Le génie du détail, voilà quelque chose de plus dont la Team ICO est amplement en droit de se vanter. Car il peut arriver que la moindre petite interaction, accessoire et subtilement glissée par les développeurs, tende à donner la possibilité, ou ne serait-ce que l'illusion au joueur qu'il est libre de faire ce qu'il veut, et qu'il est en contrôle permanent de son personnage. En disant ceci, je fais notamment référence aux acrobaties cachées dont est capable Wanda dans Shadow of the Colossus.
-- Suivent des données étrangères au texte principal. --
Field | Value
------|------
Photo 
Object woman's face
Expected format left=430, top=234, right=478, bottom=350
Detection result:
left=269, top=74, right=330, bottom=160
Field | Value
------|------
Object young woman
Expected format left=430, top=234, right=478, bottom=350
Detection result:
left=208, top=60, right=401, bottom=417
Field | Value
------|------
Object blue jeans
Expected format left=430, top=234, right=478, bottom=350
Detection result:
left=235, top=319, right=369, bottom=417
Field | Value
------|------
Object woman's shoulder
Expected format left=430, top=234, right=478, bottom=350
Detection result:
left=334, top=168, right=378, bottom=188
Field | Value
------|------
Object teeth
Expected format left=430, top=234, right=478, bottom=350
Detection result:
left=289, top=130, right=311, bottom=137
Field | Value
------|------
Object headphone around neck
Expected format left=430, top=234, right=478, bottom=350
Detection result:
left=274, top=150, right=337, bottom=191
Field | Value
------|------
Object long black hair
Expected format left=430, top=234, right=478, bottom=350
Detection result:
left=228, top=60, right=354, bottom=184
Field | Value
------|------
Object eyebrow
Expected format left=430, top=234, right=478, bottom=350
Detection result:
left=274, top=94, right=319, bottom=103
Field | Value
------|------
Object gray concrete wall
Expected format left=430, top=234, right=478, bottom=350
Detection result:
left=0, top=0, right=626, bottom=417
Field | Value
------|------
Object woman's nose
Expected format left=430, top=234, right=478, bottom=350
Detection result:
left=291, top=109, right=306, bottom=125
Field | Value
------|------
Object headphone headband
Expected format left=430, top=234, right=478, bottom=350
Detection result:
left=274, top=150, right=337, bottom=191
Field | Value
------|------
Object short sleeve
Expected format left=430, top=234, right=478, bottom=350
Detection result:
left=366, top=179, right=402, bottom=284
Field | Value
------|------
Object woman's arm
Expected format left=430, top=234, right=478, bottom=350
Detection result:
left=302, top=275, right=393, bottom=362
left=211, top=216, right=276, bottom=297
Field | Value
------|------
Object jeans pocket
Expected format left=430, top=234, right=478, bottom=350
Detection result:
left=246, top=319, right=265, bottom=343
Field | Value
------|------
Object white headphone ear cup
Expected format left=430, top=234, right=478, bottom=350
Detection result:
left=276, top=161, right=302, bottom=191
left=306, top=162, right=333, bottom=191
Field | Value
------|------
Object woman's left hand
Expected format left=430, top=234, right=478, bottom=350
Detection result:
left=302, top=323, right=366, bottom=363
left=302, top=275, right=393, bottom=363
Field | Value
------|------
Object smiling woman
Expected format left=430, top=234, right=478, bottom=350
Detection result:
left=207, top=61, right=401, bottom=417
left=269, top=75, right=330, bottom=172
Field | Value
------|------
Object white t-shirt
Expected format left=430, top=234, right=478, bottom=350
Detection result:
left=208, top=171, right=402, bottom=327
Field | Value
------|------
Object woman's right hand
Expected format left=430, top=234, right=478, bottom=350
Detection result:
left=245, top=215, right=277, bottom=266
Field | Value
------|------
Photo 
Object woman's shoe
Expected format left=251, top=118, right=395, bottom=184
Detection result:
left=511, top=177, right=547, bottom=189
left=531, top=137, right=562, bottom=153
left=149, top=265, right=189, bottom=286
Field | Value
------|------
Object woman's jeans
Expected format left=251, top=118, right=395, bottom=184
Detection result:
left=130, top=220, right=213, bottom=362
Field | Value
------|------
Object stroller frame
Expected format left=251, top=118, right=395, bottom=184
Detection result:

Il peut en effet siffler Agro pour monter sur lui en pleine course, se tenir debout sur lui à la Bartabas tout en tirant à l'arc, s'accrocher aux serres d'un aigle pour planer plusieurs secondes, etc... Ces petits détails, même s'ils paraissent infimes et qu'ils sont finalement dispensables, contribuent pourtant à rapprocher le joueur de son avatar, avec qui il fait alors corps, puisqu'il lui fait réaliser des actions logiques, mais presque émergentes, qui pourraient tout à fait ne pas avoir été pensées par les développeurs.

Mais pour moi, ce qu'il faut plus que tout retenir de l'œuvre de Ueda, c'est qu'elle fait de l'interactivité un transmetteur d'émotion, du game design une narration. Car à la moindre de nos actions dans Ico, dans Shadow of the Colossus, tout comme dans The Last Guardian sûrement, l'histoire nous escorte continûment, et se raconte devant nos yeux en temps réel, par le biais de l'interactivité. Cette émotion, ce sens donné au jeu vidéo, peu auront réussi à l'insuffler à leurs œuvres. Et c'est en cela que Fumito Ueda est un game designer d'exception.